« L’espoir, la croyance, la certitude que j’avais dans la fidélité de ma femme m’auraient fait dédaigner toutes les beautés de la fille de Léda, toutes les richesses offertes jadis au grand berger du mont Ida. Mais mes refus ne pouvaient me débarrasser de la poursuite de la magicienne.
« Un jour qu’elle me rencontra hors du palais, la magicienne, qui se nommait Mélisse, put me parler tout à son aise, et trouva le moyen de troubler la paix dont je jouissais. Elle chassa, avec l’éperon de la jalousie, la foi que j’avais en ma femme. Elle commença par m’insinuer que j’étais fidèle à qui ne l’était pas envers moi.
« — Tu ne peux pas — fit-elle — dire qu’elle t’est fidèle, avant d’en avoir vu la preuve. De ce qu’elle n’a point encore failli, tu crois qu’elle ne peut faillir, et qu’elle est fidèle et chaste. Mais si tu ne la laisses jamais sortir sans toi, si tu ne lui permets jamais de voir un autre homme, d’où te vient cette hardiesse d’affirmer qu’elle est chaste ?
« Absente-toi, absente-toi un peu de chez toi ; fais en sorte que les citadins et les villageois sachent que tu es parti et que ta femme est restée seule. Laisse le champ libre aux amants et aux messagers d’amour : si les prières, si les cadeaux ne peuvent la pousser à souiller le lit nuptial, alors, tu pourras dire qu’elle est fidèle. — »
« Par de telles paroles et d’autres semblables, la magicienne poursuivit jusqu’à ce qu’elle eût éveillé en moi le désir de mettre à l’épreuve la fidélité de ma femme. « — Supposons — lui dis-je alors — qu’elle ne soit pas ce que je pense ; comment pourrai-je savoir d’une manière certaine si elle mérite le blâme ou l’éloge ? — »
« Mélisse répondit : « — Je te donnerai une coupe qui possède une rare et étrange vertu. Morgane la fit autrefois, afin de prouver à son frère la faute de Ginevra. Celui dont la femme est sage peut y boire ; mais celui dont la femme est une putain ne le peut, car le vin, au moment où il croit le porter à sa bouche, s’échappe de la coupe, et se répand sur sa poitrine.
« Avant de partir tu en feras l’épreuve, et je crois que cette fois tu pourras boire d’un trait. Je pense en effet que ta femme est encore innocente, et tu le verras bien. Mais si, à ton retour, tu tentes une nouvelle épreuve, je ne réponds pas que ta poitrine ne soit inondée. En tout cas, si tu ne la mouilles pas, si tu bois sans obstacle, tu seras le plus fortuné des maris. — »

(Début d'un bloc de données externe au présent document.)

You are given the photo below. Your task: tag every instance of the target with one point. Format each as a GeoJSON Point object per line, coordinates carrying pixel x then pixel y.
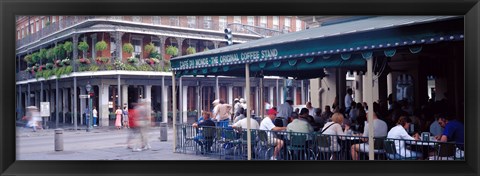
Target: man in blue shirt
{"type": "Point", "coordinates": [454, 131]}
{"type": "Point", "coordinates": [201, 138]}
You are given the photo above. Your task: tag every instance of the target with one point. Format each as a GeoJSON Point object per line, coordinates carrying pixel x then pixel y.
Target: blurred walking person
{"type": "Point", "coordinates": [142, 113]}
{"type": "Point", "coordinates": [125, 117]}
{"type": "Point", "coordinates": [34, 119]}
{"type": "Point", "coordinates": [118, 120]}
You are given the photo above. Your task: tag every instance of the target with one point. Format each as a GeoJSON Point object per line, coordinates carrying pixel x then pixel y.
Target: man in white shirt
{"type": "Point", "coordinates": [267, 124]}
{"type": "Point", "coordinates": [348, 100]}
{"type": "Point", "coordinates": [285, 110]}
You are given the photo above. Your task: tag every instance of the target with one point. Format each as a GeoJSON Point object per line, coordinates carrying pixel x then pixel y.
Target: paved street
{"type": "Point", "coordinates": [102, 143]}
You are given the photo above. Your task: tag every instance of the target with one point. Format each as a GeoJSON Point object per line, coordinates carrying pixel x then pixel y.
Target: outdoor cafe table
{"type": "Point", "coordinates": [423, 146]}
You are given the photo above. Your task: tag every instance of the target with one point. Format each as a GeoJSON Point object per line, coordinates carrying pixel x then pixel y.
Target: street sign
{"type": "Point", "coordinates": [44, 109]}
{"type": "Point", "coordinates": [84, 96]}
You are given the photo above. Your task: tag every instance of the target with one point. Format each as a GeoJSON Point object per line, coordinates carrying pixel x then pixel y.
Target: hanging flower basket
{"type": "Point", "coordinates": [58, 63]}
{"type": "Point", "coordinates": [66, 61]}
{"type": "Point", "coordinates": [132, 60]}
{"type": "Point", "coordinates": [84, 61]}
{"type": "Point", "coordinates": [49, 66]}
{"type": "Point", "coordinates": [102, 60]}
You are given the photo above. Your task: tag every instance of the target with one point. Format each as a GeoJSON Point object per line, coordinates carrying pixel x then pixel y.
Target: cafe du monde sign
{"type": "Point", "coordinates": [227, 58]}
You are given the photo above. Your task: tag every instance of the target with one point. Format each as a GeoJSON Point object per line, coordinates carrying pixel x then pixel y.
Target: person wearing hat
{"type": "Point", "coordinates": [285, 109]}
{"type": "Point", "coordinates": [236, 106]}
{"type": "Point", "coordinates": [267, 124]}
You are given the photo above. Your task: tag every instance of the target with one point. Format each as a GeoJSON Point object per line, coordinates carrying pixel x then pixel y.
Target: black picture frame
{"type": "Point", "coordinates": [8, 10]}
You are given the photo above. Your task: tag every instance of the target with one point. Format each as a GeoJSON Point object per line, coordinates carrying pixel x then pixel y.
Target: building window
{"type": "Point", "coordinates": [237, 19]}
{"type": "Point", "coordinates": [191, 21]}
{"type": "Point", "coordinates": [137, 19]}
{"type": "Point", "coordinates": [263, 21]}
{"type": "Point", "coordinates": [174, 21]}
{"type": "Point", "coordinates": [207, 22]}
{"type": "Point", "coordinates": [298, 25]}
{"type": "Point", "coordinates": [222, 22]}
{"type": "Point", "coordinates": [37, 26]}
{"type": "Point", "coordinates": [157, 45]}
{"type": "Point", "coordinates": [286, 26]}
{"type": "Point", "coordinates": [156, 20]}
{"type": "Point", "coordinates": [113, 46]}
{"type": "Point", "coordinates": [275, 22]}
{"type": "Point", "coordinates": [137, 45]}
{"type": "Point", "coordinates": [251, 20]}
{"type": "Point", "coordinates": [32, 29]}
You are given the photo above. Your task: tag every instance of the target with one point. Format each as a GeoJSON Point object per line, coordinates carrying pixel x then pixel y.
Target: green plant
{"type": "Point", "coordinates": [47, 74]}
{"type": "Point", "coordinates": [68, 47]}
{"type": "Point", "coordinates": [28, 59]}
{"type": "Point", "coordinates": [59, 51]}
{"type": "Point", "coordinates": [132, 60]}
{"type": "Point", "coordinates": [191, 50]}
{"type": "Point", "coordinates": [101, 45]}
{"type": "Point", "coordinates": [93, 67]}
{"type": "Point", "coordinates": [119, 65]}
{"type": "Point", "coordinates": [49, 66]}
{"type": "Point", "coordinates": [50, 55]}
{"type": "Point", "coordinates": [83, 46]}
{"type": "Point", "coordinates": [68, 70]}
{"type": "Point", "coordinates": [130, 67]}
{"type": "Point", "coordinates": [59, 71]}
{"type": "Point", "coordinates": [43, 54]}
{"type": "Point", "coordinates": [109, 67]}
{"type": "Point", "coordinates": [150, 48]}
{"type": "Point", "coordinates": [35, 57]}
{"type": "Point", "coordinates": [172, 50]}
{"type": "Point", "coordinates": [128, 48]}
{"type": "Point", "coordinates": [144, 67]}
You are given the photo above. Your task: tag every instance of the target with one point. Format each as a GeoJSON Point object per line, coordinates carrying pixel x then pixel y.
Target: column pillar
{"type": "Point", "coordinates": [125, 94]}
{"type": "Point", "coordinates": [119, 45]}
{"type": "Point", "coordinates": [270, 98]}
{"type": "Point", "coordinates": [180, 99]}
{"type": "Point", "coordinates": [185, 103]}
{"type": "Point", "coordinates": [64, 103]}
{"type": "Point", "coordinates": [103, 113]}
{"type": "Point", "coordinates": [358, 86]}
{"type": "Point", "coordinates": [164, 101]}
{"type": "Point", "coordinates": [28, 97]}
{"type": "Point", "coordinates": [215, 44]}
{"type": "Point", "coordinates": [342, 87]}
{"type": "Point", "coordinates": [217, 88]}
{"type": "Point", "coordinates": [389, 84]}
{"type": "Point", "coordinates": [294, 95]}
{"type": "Point", "coordinates": [328, 90]}
{"type": "Point", "coordinates": [94, 51]}
{"type": "Point", "coordinates": [82, 103]}
{"type": "Point", "coordinates": [230, 94]}
{"type": "Point", "coordinates": [180, 45]}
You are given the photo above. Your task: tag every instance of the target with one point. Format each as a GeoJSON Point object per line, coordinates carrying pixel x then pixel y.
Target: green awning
{"type": "Point", "coordinates": [306, 53]}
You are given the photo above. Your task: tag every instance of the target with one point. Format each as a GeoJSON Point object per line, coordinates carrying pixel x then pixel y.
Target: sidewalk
{"type": "Point", "coordinates": [101, 143]}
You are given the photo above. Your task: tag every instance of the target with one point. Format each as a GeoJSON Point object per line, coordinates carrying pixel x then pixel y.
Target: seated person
{"type": "Point", "coordinates": [454, 132]}
{"type": "Point", "coordinates": [334, 129]}
{"type": "Point", "coordinates": [400, 132]}
{"type": "Point", "coordinates": [267, 124]}
{"type": "Point", "coordinates": [207, 122]}
{"type": "Point", "coordinates": [380, 130]}
{"type": "Point", "coordinates": [240, 115]}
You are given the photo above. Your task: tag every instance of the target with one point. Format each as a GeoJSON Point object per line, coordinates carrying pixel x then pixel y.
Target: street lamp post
{"type": "Point", "coordinates": [90, 112]}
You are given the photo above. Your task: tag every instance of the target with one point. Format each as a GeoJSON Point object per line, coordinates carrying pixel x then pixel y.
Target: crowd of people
{"type": "Point", "coordinates": [391, 119]}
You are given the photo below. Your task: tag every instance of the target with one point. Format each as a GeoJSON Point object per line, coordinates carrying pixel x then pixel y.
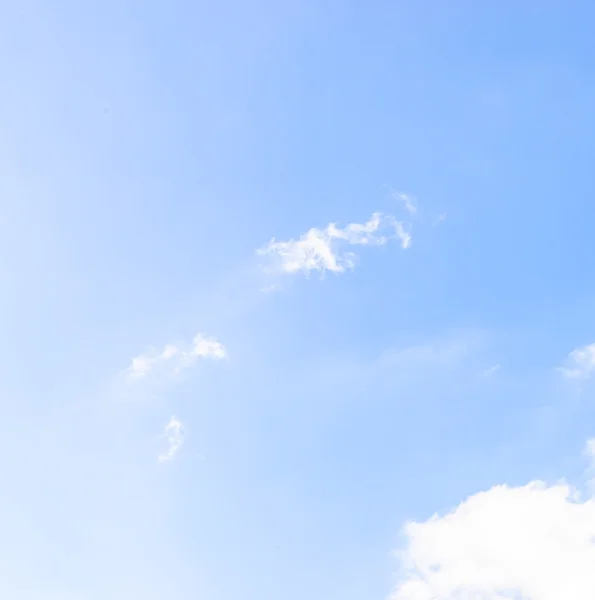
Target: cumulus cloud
{"type": "Point", "coordinates": [580, 363]}
{"type": "Point", "coordinates": [175, 357]}
{"type": "Point", "coordinates": [174, 434]}
{"type": "Point", "coordinates": [510, 543]}
{"type": "Point", "coordinates": [324, 249]}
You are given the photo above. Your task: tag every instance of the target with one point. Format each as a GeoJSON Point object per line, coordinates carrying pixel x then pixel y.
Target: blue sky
{"type": "Point", "coordinates": [222, 376]}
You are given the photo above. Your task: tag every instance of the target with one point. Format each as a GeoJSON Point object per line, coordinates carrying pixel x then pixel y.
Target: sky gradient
{"type": "Point", "coordinates": [283, 280]}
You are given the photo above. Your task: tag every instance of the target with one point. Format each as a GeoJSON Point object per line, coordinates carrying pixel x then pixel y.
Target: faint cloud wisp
{"type": "Point", "coordinates": [324, 249]}
{"type": "Point", "coordinates": [580, 363]}
{"type": "Point", "coordinates": [174, 357]}
{"type": "Point", "coordinates": [174, 434]}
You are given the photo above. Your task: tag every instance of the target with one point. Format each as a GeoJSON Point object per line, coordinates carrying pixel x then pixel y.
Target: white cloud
{"type": "Point", "coordinates": [580, 363]}
{"type": "Point", "coordinates": [174, 434]}
{"type": "Point", "coordinates": [175, 358]}
{"type": "Point", "coordinates": [407, 201]}
{"type": "Point", "coordinates": [324, 249]}
{"type": "Point", "coordinates": [510, 543]}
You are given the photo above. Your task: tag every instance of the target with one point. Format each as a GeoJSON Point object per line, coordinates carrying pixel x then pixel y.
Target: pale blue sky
{"type": "Point", "coordinates": [148, 150]}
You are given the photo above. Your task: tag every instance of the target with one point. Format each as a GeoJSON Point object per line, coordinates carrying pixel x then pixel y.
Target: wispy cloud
{"type": "Point", "coordinates": [580, 363]}
{"type": "Point", "coordinates": [324, 249]}
{"type": "Point", "coordinates": [174, 357]}
{"type": "Point", "coordinates": [174, 435]}
{"type": "Point", "coordinates": [407, 200]}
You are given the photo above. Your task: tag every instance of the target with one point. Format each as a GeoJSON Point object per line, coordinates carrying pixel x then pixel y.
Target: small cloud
{"type": "Point", "coordinates": [324, 249]}
{"type": "Point", "coordinates": [580, 363]}
{"type": "Point", "coordinates": [174, 434]}
{"type": "Point", "coordinates": [175, 358]}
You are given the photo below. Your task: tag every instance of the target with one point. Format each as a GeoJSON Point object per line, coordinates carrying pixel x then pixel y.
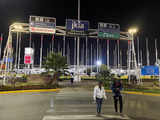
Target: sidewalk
{"type": "Point", "coordinates": [77, 104]}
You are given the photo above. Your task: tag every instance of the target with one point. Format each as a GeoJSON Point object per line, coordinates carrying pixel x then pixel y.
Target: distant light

« J’acceptai la proposition. Mélisse me donna la coupe ; je fis l’expérience en question et tout alla bien : je vis que ma chère femme était jusque-là chaste et bonne. Mélisse me dit : « — Maintenant, laisse-la pendant quelque temps. Reste loin d’elle pendant un mois ou deux, puis reviens, et fais une nouvelle expérience avec la coupe. Tu verras alors si tu pourras boire, ou si tu te mouilleras la poitrine. — »
« Il me sembla dur de quitter ma femme, non pas que je doutasse de sa fidélité, mais il ne me semblait pas possible de m’en séparer, même une heure. Mélisse me dit : « — Je te ferai connaître la vérité par d’autres moyens encore. Tu changeras de vêtements, tu déguiseras ta voix et tu te présenteras à ta femme sous un visage d’emprunt. — »
« Seigneur, il y a près d’ici une cité que le Pô entoure et défend, et qui étend sa juridiction jusqu’aux rivages battus par le flux et le reflux de la mer. Si elle le cède en antiquité à ses voisines, elle lutte avantageusement avec elles en richesses et en beautés. Elle fut fondée par les descendants des Troyens échappés à Attila, ce fléau de Dieu.